Surfant sur la vague des sagas romanesques pour adolescents adaptées sur nos écrans, Le Labyrinthe, trilogie initiée en 2009, ne pouvait pas échapper à la règle. Mais comme toutes les modes, on finit par se lasser. En l'occurence, le film n'est pas mauvais en soi et possède même plusieurs qualités à commencer par ses décors et ses effets spéciaux. En effet, le labyrinthe et les monstres qu'il renferme sont bien filmés et le rendu à l'écran est suffisamment flippant pour amener des prises de vues où la tension fonctionne très bien. La scène où les murs se mettent à bouger en pleine journée alors que 2 jeunes sont à l'intérieur était réellement un régal visuel. L'autre bonne chose est que malgré la jeunesse des personnages, on est vraiment dans une histoire à l'ambiance sombre et même glauque quand il s'agit d'essayer de trouver une sortie et le ton s'avère beaucoup plus adulte que ce que j'aurais pensé. Malgré tout cela, le film pèche par l'intérêt de ce qui se passe sur le camp de fortune. A l'inverse de ce qui se passe derrière les murs, tout ce qui comble le scénario donne lieu à des scènes insipides de rivalités pour savoir qui aura la meilleure stratégie à adopter face aux événements, à l'image du personnage caricatural de Will Poulter qui passe son temps à hurler et vouloir aller à l'affrontement dès que quelqu'un se dresse contre lui ou ses idées. Dylan O'Brien de son côté s'en sort plutôt bien dans le rôle principal mais dès que ces deux-là se retrouvent ensemble à l'image on a le sentiment de revoir toujours la même scène. De plus, du côté des dialogues, un petit effort pour les rendre moins stupides auraient sans doute aidé à rendre le tout plus intéressant. Vouloir viser un public jeune, OK, de là à faire parler les personnages comme eux, ça en devient risible. Dernier point, même si c'est peut-être prévu pour la suite, je suis ressorti de la séance en ayant pas compris le but de la mystérieuse organisation à l'origine de tout ça, on reste vraiment sur sa faim.

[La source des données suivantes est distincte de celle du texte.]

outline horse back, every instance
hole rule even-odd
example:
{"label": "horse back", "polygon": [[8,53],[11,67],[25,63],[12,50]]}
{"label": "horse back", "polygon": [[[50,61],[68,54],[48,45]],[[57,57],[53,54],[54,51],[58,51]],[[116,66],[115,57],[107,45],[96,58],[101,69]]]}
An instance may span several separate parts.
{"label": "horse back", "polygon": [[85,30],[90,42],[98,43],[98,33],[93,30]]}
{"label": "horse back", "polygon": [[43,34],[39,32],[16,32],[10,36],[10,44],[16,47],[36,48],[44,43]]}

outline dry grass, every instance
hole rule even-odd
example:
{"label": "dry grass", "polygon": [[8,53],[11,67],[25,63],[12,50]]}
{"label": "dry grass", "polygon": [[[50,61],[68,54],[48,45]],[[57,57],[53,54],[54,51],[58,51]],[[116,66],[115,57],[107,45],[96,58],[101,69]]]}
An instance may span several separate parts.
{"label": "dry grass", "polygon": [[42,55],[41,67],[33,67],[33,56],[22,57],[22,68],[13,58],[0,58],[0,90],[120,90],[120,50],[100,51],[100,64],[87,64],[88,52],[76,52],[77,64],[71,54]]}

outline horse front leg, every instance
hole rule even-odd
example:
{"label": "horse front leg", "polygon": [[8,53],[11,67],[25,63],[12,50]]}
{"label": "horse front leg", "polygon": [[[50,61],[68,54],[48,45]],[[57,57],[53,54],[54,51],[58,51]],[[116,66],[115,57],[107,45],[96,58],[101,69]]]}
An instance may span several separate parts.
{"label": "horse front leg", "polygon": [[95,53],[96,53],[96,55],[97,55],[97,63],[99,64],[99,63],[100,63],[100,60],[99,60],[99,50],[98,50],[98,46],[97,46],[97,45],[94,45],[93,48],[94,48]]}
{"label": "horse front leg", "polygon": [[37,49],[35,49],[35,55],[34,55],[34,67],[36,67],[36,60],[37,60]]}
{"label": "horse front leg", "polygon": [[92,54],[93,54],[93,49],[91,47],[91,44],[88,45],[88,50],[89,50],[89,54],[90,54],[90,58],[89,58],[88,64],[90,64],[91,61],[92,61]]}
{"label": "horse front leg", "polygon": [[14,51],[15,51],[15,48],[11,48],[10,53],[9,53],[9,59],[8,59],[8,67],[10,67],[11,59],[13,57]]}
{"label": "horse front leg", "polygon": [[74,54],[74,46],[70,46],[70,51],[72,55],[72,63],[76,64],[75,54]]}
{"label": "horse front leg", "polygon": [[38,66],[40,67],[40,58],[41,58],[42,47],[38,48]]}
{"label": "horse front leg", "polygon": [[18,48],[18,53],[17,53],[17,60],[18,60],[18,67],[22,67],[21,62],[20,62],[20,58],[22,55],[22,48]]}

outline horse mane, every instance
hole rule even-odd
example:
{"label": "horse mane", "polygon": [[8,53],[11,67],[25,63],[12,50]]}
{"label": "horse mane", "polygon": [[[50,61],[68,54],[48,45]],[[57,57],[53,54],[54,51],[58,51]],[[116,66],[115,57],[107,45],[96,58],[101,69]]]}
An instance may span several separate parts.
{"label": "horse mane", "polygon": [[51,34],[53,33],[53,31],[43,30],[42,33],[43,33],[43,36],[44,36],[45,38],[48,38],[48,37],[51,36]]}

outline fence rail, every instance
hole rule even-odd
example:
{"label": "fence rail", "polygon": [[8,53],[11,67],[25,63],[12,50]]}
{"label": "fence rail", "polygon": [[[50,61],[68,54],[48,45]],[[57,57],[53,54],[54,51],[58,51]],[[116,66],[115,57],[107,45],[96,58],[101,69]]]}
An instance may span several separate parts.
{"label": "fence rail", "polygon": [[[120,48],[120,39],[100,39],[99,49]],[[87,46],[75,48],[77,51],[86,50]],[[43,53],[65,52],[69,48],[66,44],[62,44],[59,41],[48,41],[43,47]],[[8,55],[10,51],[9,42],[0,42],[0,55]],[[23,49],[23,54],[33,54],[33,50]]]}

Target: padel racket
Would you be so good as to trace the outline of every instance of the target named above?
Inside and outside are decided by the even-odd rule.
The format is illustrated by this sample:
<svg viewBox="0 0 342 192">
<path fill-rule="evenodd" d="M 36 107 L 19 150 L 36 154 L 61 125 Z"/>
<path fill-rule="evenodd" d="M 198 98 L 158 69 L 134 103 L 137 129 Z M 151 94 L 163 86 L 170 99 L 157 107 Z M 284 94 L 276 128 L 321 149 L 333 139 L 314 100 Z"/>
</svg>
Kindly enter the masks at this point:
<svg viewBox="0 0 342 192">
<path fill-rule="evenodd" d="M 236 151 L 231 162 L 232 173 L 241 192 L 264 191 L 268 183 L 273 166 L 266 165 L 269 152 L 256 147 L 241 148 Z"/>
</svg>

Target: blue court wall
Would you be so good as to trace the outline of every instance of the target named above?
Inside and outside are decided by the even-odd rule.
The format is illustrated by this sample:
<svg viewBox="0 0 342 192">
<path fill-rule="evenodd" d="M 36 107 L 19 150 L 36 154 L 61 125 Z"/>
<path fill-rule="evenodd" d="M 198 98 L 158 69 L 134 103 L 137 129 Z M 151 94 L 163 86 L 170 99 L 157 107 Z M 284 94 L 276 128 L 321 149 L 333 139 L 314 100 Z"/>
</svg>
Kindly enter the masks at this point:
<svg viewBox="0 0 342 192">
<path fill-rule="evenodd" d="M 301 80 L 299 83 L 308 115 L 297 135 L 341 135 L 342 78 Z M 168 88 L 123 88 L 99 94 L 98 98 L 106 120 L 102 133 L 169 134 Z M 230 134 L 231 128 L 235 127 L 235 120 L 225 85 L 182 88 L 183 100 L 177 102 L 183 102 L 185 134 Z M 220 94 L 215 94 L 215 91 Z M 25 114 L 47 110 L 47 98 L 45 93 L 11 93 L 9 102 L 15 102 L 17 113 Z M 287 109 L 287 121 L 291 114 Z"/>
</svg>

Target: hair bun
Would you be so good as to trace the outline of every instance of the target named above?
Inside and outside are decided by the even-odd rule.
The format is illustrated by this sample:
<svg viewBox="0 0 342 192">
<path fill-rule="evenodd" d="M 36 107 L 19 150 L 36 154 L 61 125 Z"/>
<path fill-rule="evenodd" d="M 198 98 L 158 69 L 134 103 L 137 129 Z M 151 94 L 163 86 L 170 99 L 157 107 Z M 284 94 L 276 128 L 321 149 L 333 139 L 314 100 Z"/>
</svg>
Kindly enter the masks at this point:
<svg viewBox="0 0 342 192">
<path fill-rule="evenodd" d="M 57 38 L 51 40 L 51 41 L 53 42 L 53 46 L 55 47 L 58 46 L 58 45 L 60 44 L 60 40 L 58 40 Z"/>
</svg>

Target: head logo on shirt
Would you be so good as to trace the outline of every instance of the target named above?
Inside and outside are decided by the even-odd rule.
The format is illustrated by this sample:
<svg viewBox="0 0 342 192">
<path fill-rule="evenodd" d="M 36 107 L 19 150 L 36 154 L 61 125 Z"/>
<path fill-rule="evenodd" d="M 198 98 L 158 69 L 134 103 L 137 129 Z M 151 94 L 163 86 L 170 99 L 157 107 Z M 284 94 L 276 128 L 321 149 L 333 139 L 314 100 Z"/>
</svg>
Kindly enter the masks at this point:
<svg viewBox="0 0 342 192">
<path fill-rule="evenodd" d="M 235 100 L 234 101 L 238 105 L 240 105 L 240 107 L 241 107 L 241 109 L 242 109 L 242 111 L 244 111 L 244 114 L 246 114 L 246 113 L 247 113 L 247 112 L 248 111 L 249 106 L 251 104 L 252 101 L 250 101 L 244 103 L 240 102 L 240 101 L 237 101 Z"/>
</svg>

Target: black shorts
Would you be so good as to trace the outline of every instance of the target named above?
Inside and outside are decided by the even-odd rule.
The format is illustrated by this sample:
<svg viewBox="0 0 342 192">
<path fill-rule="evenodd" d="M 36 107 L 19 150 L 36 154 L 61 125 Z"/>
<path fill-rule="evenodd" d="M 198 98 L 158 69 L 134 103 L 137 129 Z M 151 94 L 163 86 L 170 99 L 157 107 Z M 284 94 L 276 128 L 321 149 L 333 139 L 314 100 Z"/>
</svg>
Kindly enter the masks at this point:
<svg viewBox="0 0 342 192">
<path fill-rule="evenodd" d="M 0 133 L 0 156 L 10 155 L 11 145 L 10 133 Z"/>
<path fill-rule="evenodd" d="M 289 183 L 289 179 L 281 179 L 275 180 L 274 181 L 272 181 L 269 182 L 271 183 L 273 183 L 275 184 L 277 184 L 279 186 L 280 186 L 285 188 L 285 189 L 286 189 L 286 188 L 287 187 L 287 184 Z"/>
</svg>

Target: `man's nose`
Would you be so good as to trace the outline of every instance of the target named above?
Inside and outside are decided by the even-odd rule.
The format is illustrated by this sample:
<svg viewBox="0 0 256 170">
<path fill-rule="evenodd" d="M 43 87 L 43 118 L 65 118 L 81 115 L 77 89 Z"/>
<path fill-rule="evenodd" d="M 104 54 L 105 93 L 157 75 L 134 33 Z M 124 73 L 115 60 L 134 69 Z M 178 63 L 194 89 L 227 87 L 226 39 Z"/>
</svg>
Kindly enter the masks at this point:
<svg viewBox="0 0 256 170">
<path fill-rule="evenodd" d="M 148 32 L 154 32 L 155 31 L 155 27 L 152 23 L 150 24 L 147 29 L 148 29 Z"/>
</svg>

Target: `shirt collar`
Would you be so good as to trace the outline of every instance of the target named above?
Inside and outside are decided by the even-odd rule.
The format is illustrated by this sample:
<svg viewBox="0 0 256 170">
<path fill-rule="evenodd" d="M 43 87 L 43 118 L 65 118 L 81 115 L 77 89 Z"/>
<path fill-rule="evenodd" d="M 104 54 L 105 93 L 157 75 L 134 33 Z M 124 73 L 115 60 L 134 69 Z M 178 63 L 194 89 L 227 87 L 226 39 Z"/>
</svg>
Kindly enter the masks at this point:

En résumé : Tout ce qui se passe dans le labyrinthe est vraiment intéressant et a même réussi à me captiver à fond dans certaines scènes nocturnes assez stressantes. En revanche, du côté du camp de survie, c'est l'ennui qui l'emporte et qui crée un réel déséquilibre dans le rythme et le peu d'explications fournies sur le but et l'origine de ce labyrinthe donne une impression d'avoir tourné en rond pour pas grand chose.